My take-away from the book:
It is dangerous to avoid facing the issues of the Empire, to continue using Korten’s terminology. And, ultimately, Korten’s book does just that. Instead of giving concrete steps we can take to change things, Korten escapes into mysticism and wishful thinking. His website, where I went in hopes of finding like-minded people to start moving toward an Earth Community, lacks any such networking capabilities, which is in stark contrast to Korten’s celebration of the electronic connectedness of all people. Although Korten sees the issues clearly, describes the ways of the Empire with a refreshing candidness, he does nothing to resolve those issues. Instead he tries to paint a delusional picture that everything will be just fine, that we’re already moving in the right direction, that earth and/or the intelligent consciousness will make everything come out alright in the end. That is, in fact, supporting the Empire because we are not doing anything significantly to challenge it.
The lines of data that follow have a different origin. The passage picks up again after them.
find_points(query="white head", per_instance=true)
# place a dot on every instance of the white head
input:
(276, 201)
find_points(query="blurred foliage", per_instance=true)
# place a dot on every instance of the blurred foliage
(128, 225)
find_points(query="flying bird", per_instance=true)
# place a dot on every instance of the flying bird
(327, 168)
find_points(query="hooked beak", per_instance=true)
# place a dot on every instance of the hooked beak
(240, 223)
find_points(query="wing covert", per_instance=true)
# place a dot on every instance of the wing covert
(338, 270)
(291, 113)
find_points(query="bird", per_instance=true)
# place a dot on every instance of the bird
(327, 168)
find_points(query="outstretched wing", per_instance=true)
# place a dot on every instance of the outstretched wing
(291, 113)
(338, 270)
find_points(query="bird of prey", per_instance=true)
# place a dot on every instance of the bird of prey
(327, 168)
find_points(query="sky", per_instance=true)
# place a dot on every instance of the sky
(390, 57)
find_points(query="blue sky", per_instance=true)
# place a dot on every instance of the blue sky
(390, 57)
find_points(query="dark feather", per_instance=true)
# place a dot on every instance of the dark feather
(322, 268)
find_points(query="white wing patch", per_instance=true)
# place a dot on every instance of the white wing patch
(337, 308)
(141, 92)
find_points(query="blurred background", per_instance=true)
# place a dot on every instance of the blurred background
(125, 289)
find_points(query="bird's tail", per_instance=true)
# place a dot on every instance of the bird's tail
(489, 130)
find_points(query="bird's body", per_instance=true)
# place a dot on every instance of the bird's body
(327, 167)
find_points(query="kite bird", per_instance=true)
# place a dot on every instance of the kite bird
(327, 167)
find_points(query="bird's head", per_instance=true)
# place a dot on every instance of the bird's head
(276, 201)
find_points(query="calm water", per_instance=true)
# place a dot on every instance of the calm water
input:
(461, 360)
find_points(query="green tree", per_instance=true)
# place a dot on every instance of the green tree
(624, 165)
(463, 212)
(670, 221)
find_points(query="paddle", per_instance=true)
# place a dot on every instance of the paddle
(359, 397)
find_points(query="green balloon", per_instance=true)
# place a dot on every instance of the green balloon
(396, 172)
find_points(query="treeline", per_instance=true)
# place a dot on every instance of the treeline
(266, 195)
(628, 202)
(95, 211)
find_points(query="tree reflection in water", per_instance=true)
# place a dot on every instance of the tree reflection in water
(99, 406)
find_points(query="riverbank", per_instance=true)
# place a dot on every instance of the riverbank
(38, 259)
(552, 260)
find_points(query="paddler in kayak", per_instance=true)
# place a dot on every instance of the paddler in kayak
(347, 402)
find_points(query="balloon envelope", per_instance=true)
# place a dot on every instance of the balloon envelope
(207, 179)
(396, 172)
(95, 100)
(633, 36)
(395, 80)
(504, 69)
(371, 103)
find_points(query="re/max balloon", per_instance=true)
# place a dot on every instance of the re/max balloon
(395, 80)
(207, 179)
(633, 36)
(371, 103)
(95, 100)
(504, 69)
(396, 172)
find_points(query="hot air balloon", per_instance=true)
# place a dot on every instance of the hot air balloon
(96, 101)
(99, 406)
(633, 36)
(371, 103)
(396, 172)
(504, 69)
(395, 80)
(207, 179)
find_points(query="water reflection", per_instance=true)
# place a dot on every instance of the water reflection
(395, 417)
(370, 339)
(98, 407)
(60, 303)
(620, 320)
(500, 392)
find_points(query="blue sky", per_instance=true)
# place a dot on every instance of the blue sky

Korten is doing some wonderful work at Yes Magazine, which documents encouraging developments that show real world alternatives to the workings of Empire. In order to bring about the Earth Community, we need more than that, though. Instead of relying on earth or some sort of mystical consciousness to save us, we better roll up our sleeves and do it ourselves. And that’s where the real short-coming of Korten’s book becomes clear: Nowhere did he address the question of “how:” How do we move from Empire to Earth Community? That is the question I hoped the book would answer but doesn’t and that is where my disappointment in the book comes from.